Amal went further, suggesting the only way to end Israel’s occupation of Palestinian territories is through organized protest that squarely targets the occupation. She told me, “We need to participate in the BDS movement.” BDS stands for Boycott, Divestment, and Sanctions — a concerted global activist effort to boycott corporations that do business with Israel, and divest investments that benefit from the occupation. The BDS movement recently celebrated a major victory when the United Methodist Church, which is apparently “the largest mainline Protestant church in the U.S.,” divested from all its stocks in a British company called G4S, “due in part to concerns about the company’s involvement in human rights violations in the Israeli prison system and the military occupation of Palestinian territories.”

Amal urged ordinary Americans to participate, saying, “It’s not just our tax dollars. … See what you can do as a U.S. citizen to help the Palestinian people. There’s a list of franchises that a part of their funds go to Israel.” That list includes such brand names as Estee Lauder, Victoria’s Secret and Motorola, which the BDS movement urges Americans to boycott.

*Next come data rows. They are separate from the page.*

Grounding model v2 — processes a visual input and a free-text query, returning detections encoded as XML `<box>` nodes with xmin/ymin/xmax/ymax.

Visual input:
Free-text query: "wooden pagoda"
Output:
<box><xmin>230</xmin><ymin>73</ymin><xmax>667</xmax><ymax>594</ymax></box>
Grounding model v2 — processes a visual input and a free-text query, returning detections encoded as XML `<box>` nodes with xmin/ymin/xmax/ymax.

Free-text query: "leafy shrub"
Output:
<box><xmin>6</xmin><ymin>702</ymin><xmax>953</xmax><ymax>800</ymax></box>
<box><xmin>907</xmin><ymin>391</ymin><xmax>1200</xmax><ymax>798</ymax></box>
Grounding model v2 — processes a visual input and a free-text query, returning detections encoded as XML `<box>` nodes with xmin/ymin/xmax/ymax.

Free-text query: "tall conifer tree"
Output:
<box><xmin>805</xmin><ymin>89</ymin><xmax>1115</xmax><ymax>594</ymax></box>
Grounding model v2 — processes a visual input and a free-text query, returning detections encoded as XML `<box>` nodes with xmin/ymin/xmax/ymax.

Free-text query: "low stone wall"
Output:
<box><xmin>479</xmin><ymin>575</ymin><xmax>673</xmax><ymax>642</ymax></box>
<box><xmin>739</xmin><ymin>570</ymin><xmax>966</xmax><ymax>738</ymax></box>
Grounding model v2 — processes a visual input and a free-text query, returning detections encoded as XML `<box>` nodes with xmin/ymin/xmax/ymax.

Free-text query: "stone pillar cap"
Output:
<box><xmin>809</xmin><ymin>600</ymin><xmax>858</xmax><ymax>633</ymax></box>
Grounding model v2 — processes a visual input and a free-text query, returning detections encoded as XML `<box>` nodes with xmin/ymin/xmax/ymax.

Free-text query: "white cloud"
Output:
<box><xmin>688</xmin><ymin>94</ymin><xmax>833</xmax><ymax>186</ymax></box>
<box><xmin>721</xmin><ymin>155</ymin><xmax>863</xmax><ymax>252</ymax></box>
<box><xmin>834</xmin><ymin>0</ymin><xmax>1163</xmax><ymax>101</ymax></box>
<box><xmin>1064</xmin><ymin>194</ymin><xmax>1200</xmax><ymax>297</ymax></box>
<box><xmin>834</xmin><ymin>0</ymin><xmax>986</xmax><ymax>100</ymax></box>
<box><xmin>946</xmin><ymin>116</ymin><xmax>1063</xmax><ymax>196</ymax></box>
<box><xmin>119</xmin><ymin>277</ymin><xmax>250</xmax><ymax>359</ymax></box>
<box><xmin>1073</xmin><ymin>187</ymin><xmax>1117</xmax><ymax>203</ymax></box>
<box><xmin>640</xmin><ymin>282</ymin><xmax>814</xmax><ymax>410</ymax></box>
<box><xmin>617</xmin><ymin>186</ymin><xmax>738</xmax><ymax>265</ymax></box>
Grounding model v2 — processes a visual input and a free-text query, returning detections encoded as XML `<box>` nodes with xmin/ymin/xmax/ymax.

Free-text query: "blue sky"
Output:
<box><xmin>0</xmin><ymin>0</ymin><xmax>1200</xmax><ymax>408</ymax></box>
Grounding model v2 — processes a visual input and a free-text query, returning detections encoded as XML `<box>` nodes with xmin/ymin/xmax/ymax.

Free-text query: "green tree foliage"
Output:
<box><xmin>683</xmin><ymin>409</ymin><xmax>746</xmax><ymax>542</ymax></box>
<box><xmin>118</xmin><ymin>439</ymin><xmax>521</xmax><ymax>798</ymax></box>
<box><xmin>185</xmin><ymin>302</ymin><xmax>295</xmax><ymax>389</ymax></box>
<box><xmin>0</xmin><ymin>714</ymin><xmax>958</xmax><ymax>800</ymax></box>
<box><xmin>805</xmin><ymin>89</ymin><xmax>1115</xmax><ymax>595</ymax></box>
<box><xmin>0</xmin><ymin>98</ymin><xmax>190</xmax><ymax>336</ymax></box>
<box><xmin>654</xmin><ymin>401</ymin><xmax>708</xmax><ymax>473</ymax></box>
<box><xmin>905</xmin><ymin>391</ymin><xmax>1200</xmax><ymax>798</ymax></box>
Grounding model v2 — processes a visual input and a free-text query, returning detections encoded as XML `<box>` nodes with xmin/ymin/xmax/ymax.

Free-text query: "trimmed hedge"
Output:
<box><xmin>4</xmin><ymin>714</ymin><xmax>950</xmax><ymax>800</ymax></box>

“It’s sad that it had to take my 15-year-old cousin Tariq and my 16-year-old cousin Mohammad to try and make a difference, even though thousands of children have died before them,” Amal said. Her aunt Sanah added that there should be no more blood of children shed, “whether Israeli or Palestinian. No child deserves that.” While Israel’s “algebra of injustice” (to borrow a line from writer Arundhati Roy) equates one Israeli life to hundreds or thousands of Palestinian ones, the time is now to demand that Palestinian children’s lives are valued as much as Israeli children’s lives.